Mohamed Fahmy, 45, had issued a £60m lawsuit blaming the Qatari network for knowingly endangering his life.

He used the publicity surrounding his detention and court appearances to attack Al Jazeera and the Doha regime for the alleged negligence.

It later emerged that he had been paid nearly £200,000 by the United Arab Emirates to fund the legal action.

The UAE is a regional enemy of Qatar and a close ally of Egypt’s Sisi government, with whom it entered into a blockade of Doha in June 2017, along with Saudi Arabia and Bahrain.

Sisi came to power in 2014 following a military coup which overthrew the elected government of Mohamed Morsi whose Muslim Brotherhood party had been backed by Qatar.

Bureau chief Fahmy was one of three Al Jazeera journalists jailed in Cairo (pictured) in December 2013 on charges of “false news” and spent more than 400 days in prison.

The other two were Australian Peter Greste and Egyptian Baher Mohamed.

They were convicted of being part of the Muslim Brotherhood, which the authorities had declared a terrorist organisation, and of broadcasting falsified footage aimed at damaging national security.

Their convictions were overturned on appeal and it was ruled their rights had been violated.

Fahmy’s support from UAE was revealed when the New York Times obtained his correspondence with the country’s Ambassador to the United States, Yousef al-Otaiba, whose emails had been hacked.

Despite the revelations he continued to attack Qatar during public appearances, most notably at a Qatar opposition conference in London in October 2017.

However, he dropped the case when it emerged that he would be cross examined in court if he went ahead with the legal action against the Al Jazeera network in Canada.

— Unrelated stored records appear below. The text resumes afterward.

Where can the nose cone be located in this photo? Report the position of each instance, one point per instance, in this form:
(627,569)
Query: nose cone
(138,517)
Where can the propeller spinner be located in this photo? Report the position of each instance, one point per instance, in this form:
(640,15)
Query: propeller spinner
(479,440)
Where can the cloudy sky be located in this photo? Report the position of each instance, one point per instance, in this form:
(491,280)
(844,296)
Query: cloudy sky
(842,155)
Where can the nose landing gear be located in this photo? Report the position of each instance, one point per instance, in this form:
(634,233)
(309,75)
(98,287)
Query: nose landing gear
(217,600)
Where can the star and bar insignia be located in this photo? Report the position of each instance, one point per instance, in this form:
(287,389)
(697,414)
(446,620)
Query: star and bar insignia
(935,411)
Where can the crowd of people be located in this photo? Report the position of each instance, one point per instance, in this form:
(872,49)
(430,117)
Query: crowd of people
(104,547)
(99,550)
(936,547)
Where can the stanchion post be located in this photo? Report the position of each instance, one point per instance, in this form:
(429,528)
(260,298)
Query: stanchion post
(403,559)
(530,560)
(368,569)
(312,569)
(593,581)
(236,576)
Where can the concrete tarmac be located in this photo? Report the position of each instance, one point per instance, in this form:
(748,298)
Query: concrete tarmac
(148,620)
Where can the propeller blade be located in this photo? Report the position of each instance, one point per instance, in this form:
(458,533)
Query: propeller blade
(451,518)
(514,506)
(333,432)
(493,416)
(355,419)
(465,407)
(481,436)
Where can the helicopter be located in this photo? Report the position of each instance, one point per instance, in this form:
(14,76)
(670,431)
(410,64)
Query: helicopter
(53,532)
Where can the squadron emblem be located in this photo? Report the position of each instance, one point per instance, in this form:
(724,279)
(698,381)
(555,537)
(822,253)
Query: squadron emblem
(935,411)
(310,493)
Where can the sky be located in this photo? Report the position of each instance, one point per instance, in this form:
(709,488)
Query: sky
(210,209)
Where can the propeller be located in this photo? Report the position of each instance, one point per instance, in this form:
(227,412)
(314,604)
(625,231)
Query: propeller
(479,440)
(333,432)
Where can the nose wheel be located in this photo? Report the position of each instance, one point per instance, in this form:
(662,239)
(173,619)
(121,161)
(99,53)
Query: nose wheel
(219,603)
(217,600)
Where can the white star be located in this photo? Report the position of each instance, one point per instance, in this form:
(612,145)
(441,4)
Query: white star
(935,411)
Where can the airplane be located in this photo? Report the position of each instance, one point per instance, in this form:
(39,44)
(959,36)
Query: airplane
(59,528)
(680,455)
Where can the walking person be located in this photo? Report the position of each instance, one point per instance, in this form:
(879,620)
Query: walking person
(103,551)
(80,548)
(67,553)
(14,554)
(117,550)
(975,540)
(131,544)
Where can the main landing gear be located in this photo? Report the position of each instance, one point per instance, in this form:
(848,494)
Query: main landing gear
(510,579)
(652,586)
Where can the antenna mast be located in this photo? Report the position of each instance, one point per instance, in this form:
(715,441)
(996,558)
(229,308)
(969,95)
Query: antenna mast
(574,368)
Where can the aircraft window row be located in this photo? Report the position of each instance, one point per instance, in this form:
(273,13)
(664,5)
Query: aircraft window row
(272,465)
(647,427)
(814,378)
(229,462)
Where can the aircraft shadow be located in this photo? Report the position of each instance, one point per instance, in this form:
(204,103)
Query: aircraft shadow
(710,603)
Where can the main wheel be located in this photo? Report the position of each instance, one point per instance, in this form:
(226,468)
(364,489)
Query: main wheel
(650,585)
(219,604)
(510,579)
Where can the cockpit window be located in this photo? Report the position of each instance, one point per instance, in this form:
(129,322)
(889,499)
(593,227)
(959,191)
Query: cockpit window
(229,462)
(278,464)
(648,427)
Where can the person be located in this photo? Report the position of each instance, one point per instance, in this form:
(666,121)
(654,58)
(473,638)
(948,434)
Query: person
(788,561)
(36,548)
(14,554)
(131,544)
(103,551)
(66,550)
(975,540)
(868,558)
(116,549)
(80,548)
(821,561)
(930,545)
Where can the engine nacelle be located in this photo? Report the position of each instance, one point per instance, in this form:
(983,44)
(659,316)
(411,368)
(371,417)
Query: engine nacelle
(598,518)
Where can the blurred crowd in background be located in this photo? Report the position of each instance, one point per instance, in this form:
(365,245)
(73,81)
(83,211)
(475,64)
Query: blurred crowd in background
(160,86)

A spokesman for Al Jazeera said: “Al Jazeera is committed to reporting the news without fear or favour and will always stand up for its journalists and the rights of all journalists to operate freely anywhere in the world without fear of arbitrary arrest, assault, prosecution or other forms of harassment and intimidation.

“Al Jazeera worked extremely hard to support Mr Fahmy and his colleagues after their arrest and throughout their trial and imprisonment in Egypt and was extremely disappointed when Mr Fahmy sought to transfer blame for the oppressive and unlawful actions of the Egyptian authorities onto the Network.

“That it is now clear that he did this in collaboration with a regime that is fundamentally opposed to free and independent journalism only heightens our sense of disappointment.”

Fahmy told Press Gazette he was forced to drop the case for financial reasons.

“There is nothing more I wanted than to see than Al Jazeera on trial and I had worked for years preparing a huge file including affidavits to support my case which included testimonies from former Al Jazeera employees, academics, lawyers, and professionals like Dr Najeeb Al Nuaimi, the former Qatari minister of justice who was banned from leaving Qatar shortly after my email was hacked and it became public that he had written an affidavit submitted toward my case,” he said.

“I dropped the litigation purely for financial reasons after my lawyer who was working on contingency informed me months before the cross-examination that he could not sustain his work without fees.

“I was up against a channel with deep pockets, fully backed by the Qatari government.”